Kisah tentang Martha dan Maria dalam Injil, sering ditafsirkan dalam kaitannya dengan perlunya kita mengintefrasikan dimensi kontemplatif dan aktif hidup kita.
Namun, saya pernah membaca suatu interpretasi yang berbeda, dan saya rasa cukup menyentuh dan berarti. Bagi saya, interpretasi itu menampakkan secara lebih jelas hati Yesus dan kasih Bapa.
“Maria ini duduk dekat kaki Tuhan” (Luk 10: 39). Dalam budaya pada masa Yesus, “duduk di dekat kaki Sang Guru” berarti menjadi murid-Nya. Itu adalah tempat bagi para lelaki, bukan perempuan. Martha tahu hal itu. Rupanya ia merasa malu dan tidak nyaman dengan kelakuan saudarinya. Marta memegang kebiasaan yang bisa diterima: baginya (sebagai perempuan), tugasnya adalah memasak dan melayani sang guru dan bukan duduk di dekat kakinya. Sebenarnya ia melakukan hal itu dengan kasih.

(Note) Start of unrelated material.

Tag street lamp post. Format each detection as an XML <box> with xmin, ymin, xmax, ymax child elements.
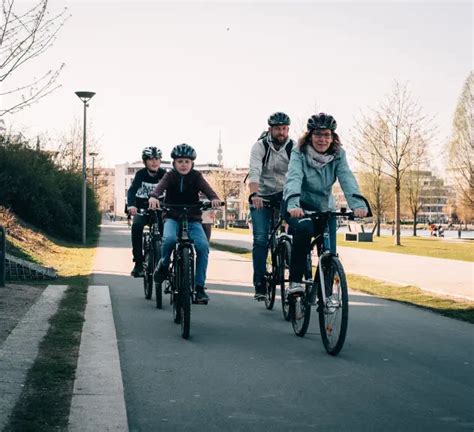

Yesus, mengetahui jalan pikiran Marta, menegaskan, bahwa Maria, dan tentu saja juga Marta, dan dalam hal ini, semua perempuan diterima untuk duduk dekat kaki Sang Guru. Mereka, juga adalah murid-murid yang dikasihi-Nya.
Sikap Yesus yang inklusif, yang digambarkan dalam penafsiran ini, konsisten dengan sikapnya, penerimaannya kepada para pendosa, orang-orang Samaria, kepada para penderita kusta, kepada para pemungut cukai; kepada semua yang dianggap berada di pinggiran, atau bahkan luar Kerajaan Allah. Ia meruntuhkan pemikiran sempit budaya-Nya dan membuka mata orang, Kerajaan Allah macam apa yang Ia hadirkan. Di dalam perjamuan Bapa, di rumah Bapa, di dalam CINTA Bapa, ada tempat untuk semuanya.
Apakah dalam hidup kita juga masih mengkotak-kotakkan sesama? Apakah kita masih mengagung-agungkan perbedaan antara mereka yang masuk golongan kita dan mereka yang berada di luar golongan kita? Saya membangun jembatan atau membangun tembok?